A witty and mind-expanding exploration of data, with mathematician Dr Hannah Fry. This high-tech romp reveals what data | dG1fVE9MQ251bXZGdmc
Category
🎥
Short filmTranscript
00:00 [MUSIC PLAYING]
00:03 What it means to receive a signal
00:10 is to be less uncertain than you were before.
00:13 And so another way to think of measuring or quantifying
00:16 a signal is in that change in uncertainty.
00:21 Using Shand's mathematics to quantify signals
00:24 is common in the world of complexity science.
00:27 But it's rather less familiar to historians.
00:31 I love maths.
00:32 I love its precision.
00:33 I love its beauty.
00:34 I absolutely love its certainty.
00:46 And that, Simon, can bring that mathematical world
00:52 view, that mathematical certainty, to what I work with.
00:57 The reason behind this remarkable marriage
00:59 between history and science is the analysis
01:03 of the largest single body of digital text
01:06 ever collated about ordinary people.
01:10 It's the Proceedings of London's Old Bailey,
01:13 the central criminal court of England and Wales,
01:15 which hosted close to 200,000 trials between 1674 and 1913.
01:23 There are 127 million words of everyday speech
01:28 in the mouths of orphans and women and servants
01:32 and ne'er-do-wells of criminals, certainly,
01:36 but also people from every rank and station in society.
01:40 And that made them unique.
01:43 What's exciting about the Old Bailey
01:45 and the size of the data set, the length,
01:47 the magnitude of it, is that not only can we detect a signal,
01:51 but we're able to look at that signal's emergence over time.
01:57 Shannon's mathematics can be used
01:59 to capture the amount of information
02:02 in every single word.
02:04 And like the alphabet, the less you expect a word,
02:07 the more bits of information it carries.
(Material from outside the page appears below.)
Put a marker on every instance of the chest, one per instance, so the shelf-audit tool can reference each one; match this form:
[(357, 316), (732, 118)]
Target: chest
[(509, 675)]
02:11 So, imagine that you walk into a courtroom at the time
02:14 and you hear a single word.
02:16 The question we ask is, how much information
02:19 does that word carry about the nature of the crime being tried?
02:25 You hear the word "the."
02:28 It's common across all trials,
02:30 and so it gives you no bits of information.
02:34 Most words you hear are poor signals of what's going on.
02:39 But then you hear "purse."
02:42 It conveys real information.
02:46 Then comes "coin," "grab," and "struck."
02:51 The more rarer a word, the more bits of information it carries,
02:56 the stronger the signal becomes.
03:00 One of the clearest signals that we see in the Old Bailey,
03:03 one of the clearest processes that comes out,
03:04 is something that is known as the civilizing process.
03:08 It's an increasing sensitivity to and attention to
03:13 the distinction between violence and nonviolent crime.
03:20 If, for example, somebody hit you and stole your handkerchief,
03:25 in an 18th century context, in 1780,
03:28 you would concentrate on the handkerchief,
03:30 more worried about a few pence worth of dirty linen
03:35 than the fact that somebody just broke your nose or cracked a rib.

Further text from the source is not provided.